Monday, November 11, 2013

No Arab Spring for Migrants

At least two people have been killed and scores wounded as Saudi police clashed with protesting foreign workers in a district of the capital, Riyadh. Vigilante Saudi residents in Manfuhah reportedly joined the fighting and even detained some Ethiopians. Ethiopian Foreign Affairs Minister Tedros Adhanom said he had information that three Ethiopian citizens had been killed, one last Tuesday and two in the latest clashes. Last week police rounded up thousands of migrant workers after an amnesty linked to new employment rules expired.

An estimated nine million migrant workers are in Saudi Arabia - more than half the workforce - filling manual, clerical, and service jobs. Nearly a million Bangladeshis, Indians, Filipinos, Nepalis, Pakistanis and Yemenis are estimated to have left the country in the past three months. More than 30,000 Yemenis have reportedly crossed to their home country in the past 10 days alone.
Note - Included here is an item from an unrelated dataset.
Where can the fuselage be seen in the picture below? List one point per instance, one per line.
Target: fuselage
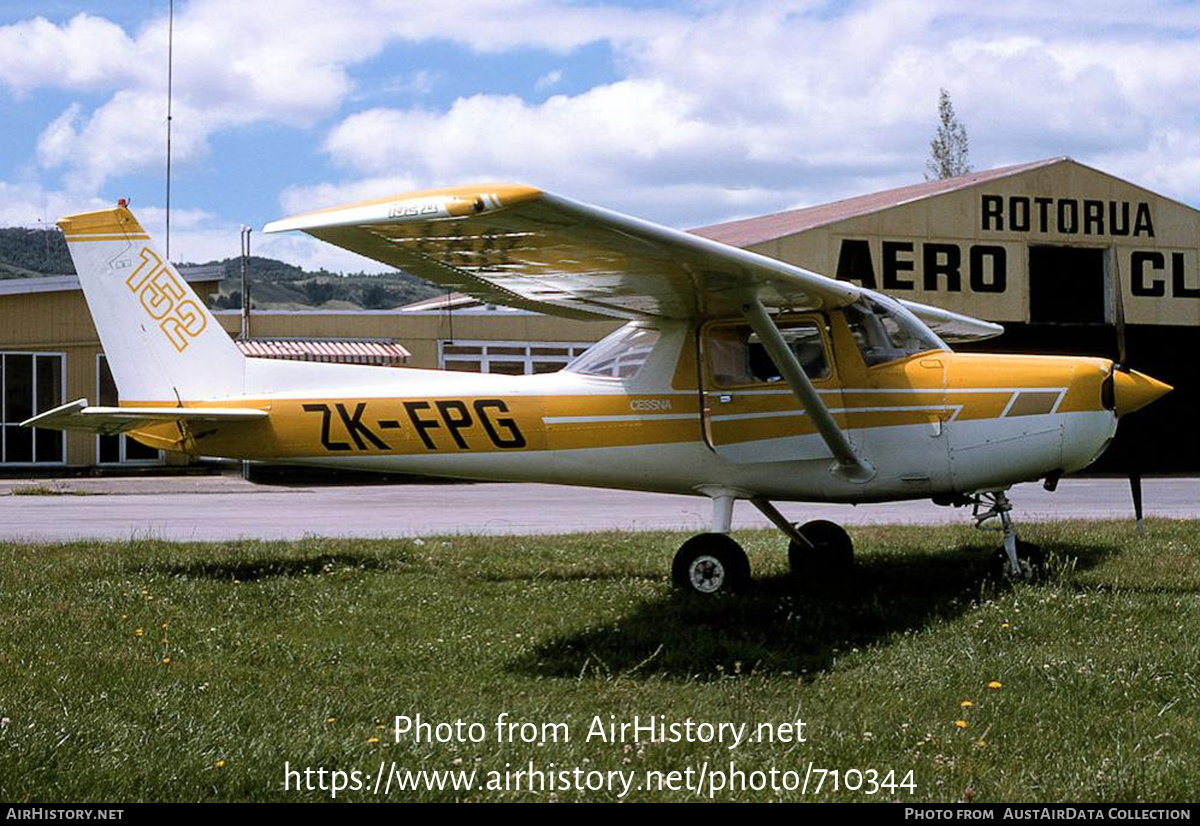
(930, 423)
Four million other migrants obtained work permits before last Sunday's deadline.

Human Rights Watch has denounced the country's labour system as "abusive". "The kafala, or sponsorship system ties migrant workers' residency permits to sponsoring employers, whose written consent is required for workers to change employers or leave the country," it has said.

1 comment:

ajohnstone said...

A top UN official has criticized Qatar over the condition of migrant workers in the Persian Gulf emirate and reports of workers' deaths on construction sites.

Francois Crepeau, the UN Special Rapporteur on the human rights of migrants that living conditions of foreign workers in Qatar are poor and described one compound he had visited as a "slum".

Foreign workers cannot change jobs or leave the emirate without the permission of their sponsors, who are often Qatari companies or individuals who provide workers to businesses for profit.

Most of the sponsors take away the passports of the workers, who are mostly in the construction sector, for the duration of their contract.

"This system that is used to regulate the relationship between employers and migrant workers, with a work permit linked to a single employer, is problematic and a source of abuse against migrants," Crepeau added.

Hundreds of migrant workers have already died and many more injured on building sites in the country.